Tanzanite is a relatively new gemstone, only discovered in 1967, and as such some jewelers may not be adequately familiar with its unique characteristics. Tanzanite is rare and precious and should be handled as such. If certain precautions are taken, a jeweler should not encounter any difficulty in setting tanzanite.

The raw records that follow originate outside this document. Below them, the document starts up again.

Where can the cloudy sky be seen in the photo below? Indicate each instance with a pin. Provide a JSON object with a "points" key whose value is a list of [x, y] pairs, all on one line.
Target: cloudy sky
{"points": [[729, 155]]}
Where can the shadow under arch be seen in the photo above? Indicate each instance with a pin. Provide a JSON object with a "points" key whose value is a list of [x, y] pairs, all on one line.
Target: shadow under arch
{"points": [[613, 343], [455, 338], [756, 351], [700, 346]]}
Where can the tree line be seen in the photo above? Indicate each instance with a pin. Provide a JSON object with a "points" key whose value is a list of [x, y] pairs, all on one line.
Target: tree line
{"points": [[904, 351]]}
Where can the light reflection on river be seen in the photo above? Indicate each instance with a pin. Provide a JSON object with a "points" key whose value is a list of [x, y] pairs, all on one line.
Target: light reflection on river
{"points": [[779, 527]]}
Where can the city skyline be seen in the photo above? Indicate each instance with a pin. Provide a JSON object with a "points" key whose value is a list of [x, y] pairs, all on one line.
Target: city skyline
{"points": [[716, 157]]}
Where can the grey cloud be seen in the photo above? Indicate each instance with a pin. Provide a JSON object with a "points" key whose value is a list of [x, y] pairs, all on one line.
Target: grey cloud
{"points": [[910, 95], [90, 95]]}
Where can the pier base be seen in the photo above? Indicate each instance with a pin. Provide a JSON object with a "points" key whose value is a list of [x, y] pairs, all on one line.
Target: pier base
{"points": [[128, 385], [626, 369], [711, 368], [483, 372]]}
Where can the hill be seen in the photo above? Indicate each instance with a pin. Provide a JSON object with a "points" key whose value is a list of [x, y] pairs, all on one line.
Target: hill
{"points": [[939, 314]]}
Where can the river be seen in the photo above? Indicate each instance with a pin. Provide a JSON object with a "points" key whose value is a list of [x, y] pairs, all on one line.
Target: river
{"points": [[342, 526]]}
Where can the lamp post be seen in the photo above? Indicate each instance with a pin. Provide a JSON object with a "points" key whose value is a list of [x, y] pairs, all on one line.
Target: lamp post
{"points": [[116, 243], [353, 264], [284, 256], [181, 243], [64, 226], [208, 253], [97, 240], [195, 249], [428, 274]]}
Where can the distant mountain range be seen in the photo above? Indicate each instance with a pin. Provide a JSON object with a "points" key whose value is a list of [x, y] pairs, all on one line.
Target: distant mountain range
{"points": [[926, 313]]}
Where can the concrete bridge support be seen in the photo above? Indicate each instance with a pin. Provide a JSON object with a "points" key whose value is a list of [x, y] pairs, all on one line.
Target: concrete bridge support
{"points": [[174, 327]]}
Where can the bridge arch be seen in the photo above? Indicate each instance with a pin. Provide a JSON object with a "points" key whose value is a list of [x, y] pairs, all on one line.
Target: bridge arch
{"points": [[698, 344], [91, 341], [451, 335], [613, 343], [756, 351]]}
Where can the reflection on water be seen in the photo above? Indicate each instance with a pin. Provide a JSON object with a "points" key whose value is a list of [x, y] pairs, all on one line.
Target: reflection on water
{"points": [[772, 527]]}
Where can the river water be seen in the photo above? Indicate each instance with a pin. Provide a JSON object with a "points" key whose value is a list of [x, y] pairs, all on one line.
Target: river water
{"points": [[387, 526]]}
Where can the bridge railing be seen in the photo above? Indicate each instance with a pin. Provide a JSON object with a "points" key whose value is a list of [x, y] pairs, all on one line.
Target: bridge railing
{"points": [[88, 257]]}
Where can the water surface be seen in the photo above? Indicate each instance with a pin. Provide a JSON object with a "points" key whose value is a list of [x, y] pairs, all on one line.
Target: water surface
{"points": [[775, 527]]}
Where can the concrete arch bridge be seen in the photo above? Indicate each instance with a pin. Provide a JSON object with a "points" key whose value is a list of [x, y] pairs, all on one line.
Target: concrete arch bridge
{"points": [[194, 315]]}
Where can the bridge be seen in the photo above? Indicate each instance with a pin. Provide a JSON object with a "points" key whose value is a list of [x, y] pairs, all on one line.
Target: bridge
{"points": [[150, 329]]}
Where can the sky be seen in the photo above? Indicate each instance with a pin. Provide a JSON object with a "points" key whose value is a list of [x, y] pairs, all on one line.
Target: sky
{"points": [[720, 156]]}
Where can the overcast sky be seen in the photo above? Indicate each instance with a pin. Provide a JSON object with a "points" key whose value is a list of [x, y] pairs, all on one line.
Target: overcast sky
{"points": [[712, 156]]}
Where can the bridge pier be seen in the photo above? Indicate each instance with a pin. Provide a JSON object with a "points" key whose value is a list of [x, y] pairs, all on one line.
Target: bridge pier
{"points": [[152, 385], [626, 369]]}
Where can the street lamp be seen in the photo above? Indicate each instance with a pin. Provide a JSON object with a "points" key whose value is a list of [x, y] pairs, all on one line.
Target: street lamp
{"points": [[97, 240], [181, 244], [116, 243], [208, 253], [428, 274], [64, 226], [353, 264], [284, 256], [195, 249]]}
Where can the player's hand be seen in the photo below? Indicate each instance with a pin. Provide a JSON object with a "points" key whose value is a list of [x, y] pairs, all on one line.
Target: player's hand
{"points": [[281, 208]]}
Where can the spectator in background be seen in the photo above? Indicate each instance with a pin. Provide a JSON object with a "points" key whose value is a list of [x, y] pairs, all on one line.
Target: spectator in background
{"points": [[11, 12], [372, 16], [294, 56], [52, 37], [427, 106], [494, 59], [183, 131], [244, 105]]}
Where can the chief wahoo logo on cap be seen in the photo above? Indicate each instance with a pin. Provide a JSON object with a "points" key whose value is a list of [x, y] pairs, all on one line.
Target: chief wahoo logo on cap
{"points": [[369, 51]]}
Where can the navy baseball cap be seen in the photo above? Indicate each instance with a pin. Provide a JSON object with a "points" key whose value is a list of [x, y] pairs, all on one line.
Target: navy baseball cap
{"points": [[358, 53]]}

  • It is recommended than only an experienced setter work with tanzanite.
  • All methods of setting tanzanite are possible - tension, claw, tube, pave, rub-over and channel.
  • Extra care must be taken with a pave setting - the bead must be lifted and brought down onto the crown of the tanzanite.
  • Avoid direct pressure to the girdle. Metal should be pushed downwards onto the crown.
  • Avoid direct contact with steel tools - the use of beeswax or prestick is recommended.
  • Tanzanite should be kept on a soft surface. The use of plasticine tray is recommended.
  • Avoid the extremes of temperature. Allow for a cooling off period between plating and rinsing.
  • When altering or repairing jewelry, it is advisable in most cases to first remove the tanzanite from the setting. However, if you decide to work with the tanzanite set, insulate the tanzanite with an asbestos paste, or wrap the tanzanite in wet cotton wool.


  • The tanzanite should be the central focus of a jewelry piece, set in such a way as to maximize the stone's brilliance and color.
  • Diamonds offset tanzanite's color remarkably well.
  • Always consider the potential wear of the piece when using tanzanite, it is best suited for use in pendant, earrings or in a dress ring.


  • Avoid ultrasonic cleaning.
  • Clean tanzanite by using a small soft brush and warm soapy water. Gently clean upper and underside of the tanzanite. Rinse well and dry with a soft cloth.
  • Never use any abrasive cleaning solution.


  • When storing a loose tanzanite and / or tanzanite jewelry, make sure that all items are kept separate in pouches or boxes.
  • Never subject tanzanite to extreme changes in temperature.